In Beneke v. Parker, 293 Ga.App. 186 (667 S.E.2d 97) (2008), the Court of Appeals affirmed the denial of summary judgment, but vacated the portion of the trial court’s order ruling that Beneke had committed a “crime” as a matter of law so as to bring OCGA § 9-3-99 into play, holding that this question must be resolved by a jury. See Beneke, supra at 189-190(1). We granted certiorari to consider whether the Court of Appeals erred in holding that a “crime” within the context of OCGA § 9-3-99 must be a “crime” that satisfies the definition set forth in OCGA § 16-2-1(a),N1i.e., one that involves criminal intent or criminal negligence. For the reasons that follow, we hold that it did so err.
FN1. OCGA § 16-2-1(a) provides that “[a] ‘crime’ is a violation of a statute of this state in which there is a joint operation of an act or omission to act and intention or criminal negligence.”
[T]he fundamental rules of statutory construction … require us to construe a statute according to its terms, to give words their plain and ordinary meaning, and to avoid a construction that makes some language mere surplusage. [Cits.] At the same time, we must seek to effectuate the intent of the legislature. [Cit.]
Slakman v. Continental Casualty Co., 277 Ga. 189, 191 (587 S.E.2d 24) (2003). A violation of one of the Uniform Rules of the Road, such as the rule that a driver must not follow another vehicle too closely, is a misdemeanor, OCGA § 40-6-1(a), and a misdemeanor is “any crime other than a felony.” (Emphasis supplied.) OCGA § 16-1-3(9). Thus, the plain language of OCGA § 9-3-99 would encompass a violation of a Uniform Rule of the Road. To impose a more stringent definition of “crime” within the context of the statute would render superfluous its language that the statute of limitation is tolled from the date of the alleged crime “or the act giving rise to such action in tort” until the prosecution or other termination of such crime “or act.”
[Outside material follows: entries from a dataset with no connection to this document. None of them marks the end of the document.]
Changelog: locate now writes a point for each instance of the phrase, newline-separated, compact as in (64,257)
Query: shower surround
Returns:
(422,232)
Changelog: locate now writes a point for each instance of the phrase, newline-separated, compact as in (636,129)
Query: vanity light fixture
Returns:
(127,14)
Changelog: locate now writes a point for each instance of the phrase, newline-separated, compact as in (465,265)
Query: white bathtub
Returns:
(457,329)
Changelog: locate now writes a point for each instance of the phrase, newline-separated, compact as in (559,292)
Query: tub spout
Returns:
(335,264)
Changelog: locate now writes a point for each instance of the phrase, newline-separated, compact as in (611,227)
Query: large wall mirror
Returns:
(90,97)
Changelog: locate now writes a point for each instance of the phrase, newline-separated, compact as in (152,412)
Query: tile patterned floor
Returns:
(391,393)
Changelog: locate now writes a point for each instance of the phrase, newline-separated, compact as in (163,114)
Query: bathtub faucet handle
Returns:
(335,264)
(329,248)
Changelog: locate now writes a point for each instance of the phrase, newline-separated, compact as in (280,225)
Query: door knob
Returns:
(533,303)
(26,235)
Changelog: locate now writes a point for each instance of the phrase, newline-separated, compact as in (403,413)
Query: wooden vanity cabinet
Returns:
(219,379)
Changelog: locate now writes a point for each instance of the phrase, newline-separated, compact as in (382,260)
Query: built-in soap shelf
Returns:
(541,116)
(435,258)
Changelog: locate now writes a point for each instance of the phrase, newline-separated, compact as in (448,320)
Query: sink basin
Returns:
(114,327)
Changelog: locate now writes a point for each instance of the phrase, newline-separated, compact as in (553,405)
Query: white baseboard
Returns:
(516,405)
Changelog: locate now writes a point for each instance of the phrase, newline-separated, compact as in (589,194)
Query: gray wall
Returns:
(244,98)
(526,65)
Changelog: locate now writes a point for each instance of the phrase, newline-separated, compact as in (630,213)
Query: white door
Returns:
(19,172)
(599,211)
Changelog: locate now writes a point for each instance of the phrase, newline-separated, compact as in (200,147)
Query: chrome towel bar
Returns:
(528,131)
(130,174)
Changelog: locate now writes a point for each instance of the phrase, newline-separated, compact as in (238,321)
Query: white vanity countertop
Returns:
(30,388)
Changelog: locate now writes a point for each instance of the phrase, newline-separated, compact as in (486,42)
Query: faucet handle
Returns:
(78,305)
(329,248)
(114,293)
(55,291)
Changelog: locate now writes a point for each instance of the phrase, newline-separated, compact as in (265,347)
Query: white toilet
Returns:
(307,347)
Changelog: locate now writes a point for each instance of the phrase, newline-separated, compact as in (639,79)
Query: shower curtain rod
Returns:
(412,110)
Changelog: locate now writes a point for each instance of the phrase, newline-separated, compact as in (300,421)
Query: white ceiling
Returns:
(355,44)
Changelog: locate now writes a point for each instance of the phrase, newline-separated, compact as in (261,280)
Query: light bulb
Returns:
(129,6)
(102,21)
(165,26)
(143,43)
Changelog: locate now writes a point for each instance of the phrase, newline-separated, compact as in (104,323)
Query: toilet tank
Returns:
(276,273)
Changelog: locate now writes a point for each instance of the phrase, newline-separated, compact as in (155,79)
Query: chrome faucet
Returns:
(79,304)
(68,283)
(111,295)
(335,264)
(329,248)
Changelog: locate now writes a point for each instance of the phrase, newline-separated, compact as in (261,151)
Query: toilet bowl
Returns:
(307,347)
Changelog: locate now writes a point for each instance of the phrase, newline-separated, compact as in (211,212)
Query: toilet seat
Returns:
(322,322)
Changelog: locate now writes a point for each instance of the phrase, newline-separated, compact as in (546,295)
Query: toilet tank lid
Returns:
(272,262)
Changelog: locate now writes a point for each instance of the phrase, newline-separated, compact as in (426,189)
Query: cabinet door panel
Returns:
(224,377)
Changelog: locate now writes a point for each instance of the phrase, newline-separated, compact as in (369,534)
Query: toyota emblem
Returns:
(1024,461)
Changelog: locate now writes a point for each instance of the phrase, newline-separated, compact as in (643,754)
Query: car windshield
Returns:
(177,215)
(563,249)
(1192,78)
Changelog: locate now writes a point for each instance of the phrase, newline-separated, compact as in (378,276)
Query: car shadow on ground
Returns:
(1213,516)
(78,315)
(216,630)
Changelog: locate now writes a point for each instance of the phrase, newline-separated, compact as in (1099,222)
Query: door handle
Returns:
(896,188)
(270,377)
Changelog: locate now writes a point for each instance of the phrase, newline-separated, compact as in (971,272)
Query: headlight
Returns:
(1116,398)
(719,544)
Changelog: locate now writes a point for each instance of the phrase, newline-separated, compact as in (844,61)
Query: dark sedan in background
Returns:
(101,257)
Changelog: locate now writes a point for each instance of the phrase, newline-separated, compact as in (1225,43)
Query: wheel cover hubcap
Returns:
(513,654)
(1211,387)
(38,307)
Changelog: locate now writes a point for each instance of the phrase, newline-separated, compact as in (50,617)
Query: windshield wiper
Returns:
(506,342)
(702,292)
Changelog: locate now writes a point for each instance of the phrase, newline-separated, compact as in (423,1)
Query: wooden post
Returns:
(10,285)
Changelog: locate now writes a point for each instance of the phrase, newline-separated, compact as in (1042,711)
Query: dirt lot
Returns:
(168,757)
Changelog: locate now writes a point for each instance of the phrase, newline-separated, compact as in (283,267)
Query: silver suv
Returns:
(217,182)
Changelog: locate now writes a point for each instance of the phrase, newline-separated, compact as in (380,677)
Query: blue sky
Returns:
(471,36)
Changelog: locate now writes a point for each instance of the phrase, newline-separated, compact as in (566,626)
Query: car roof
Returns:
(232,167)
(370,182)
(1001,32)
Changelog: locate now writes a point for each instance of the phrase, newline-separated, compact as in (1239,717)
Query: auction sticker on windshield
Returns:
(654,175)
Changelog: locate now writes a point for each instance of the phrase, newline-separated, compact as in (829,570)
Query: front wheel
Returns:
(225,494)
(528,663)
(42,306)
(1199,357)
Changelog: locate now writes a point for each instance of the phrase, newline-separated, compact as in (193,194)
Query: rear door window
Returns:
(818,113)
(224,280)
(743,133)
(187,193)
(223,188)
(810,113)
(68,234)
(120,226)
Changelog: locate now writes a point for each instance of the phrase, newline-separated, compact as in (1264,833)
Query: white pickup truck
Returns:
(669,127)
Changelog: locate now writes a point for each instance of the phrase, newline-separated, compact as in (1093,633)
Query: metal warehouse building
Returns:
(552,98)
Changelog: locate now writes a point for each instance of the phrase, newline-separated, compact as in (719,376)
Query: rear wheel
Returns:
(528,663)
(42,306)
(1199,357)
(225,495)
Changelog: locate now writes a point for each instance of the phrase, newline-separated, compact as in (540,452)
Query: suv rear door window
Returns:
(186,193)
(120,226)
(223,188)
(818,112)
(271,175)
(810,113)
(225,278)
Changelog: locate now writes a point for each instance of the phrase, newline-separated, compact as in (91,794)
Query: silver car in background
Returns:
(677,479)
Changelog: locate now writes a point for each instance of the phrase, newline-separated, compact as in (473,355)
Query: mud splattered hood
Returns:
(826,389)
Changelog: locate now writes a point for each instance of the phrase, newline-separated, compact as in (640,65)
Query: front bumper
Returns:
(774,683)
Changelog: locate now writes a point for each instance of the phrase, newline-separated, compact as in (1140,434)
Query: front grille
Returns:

2 The Court of Appeals properly affirmed the denial of summary judgment to Beneke. However, no factual determination need be made as to whether Beneke acted with criminal intent or criminal negligence, i.e., whether his violation of OCGA § 40-6-49 constituted a crime as defined in OCGA § 16-2-1(a), in order to apply OCGA § 9-3-99 here. We thus reverse the portion of the Court of Appeals opinion holding otherwise. Like the Court of Appeals, we recognize that our holding in this case will have a significant impact on personal injury actions arising out of vehicle accidents by tolling the statute of limitation in those situations where a traffic citation is issued. See Beneke, supra, 293 Ga.App. at 191. Nonetheless, we are constrained by the language of the statute to reach this result. If the Legislature had intended to limit the application of OCGA § 9-3-99 to tort actions arising from only certain types of crimes, e.g., felonies or specific intent crimes, it certainly could have done so. It did not, and any undesirable result is a matter properly addressed by the General Assembly rather than the courts.
Judgment affirmed in part and reversed in part.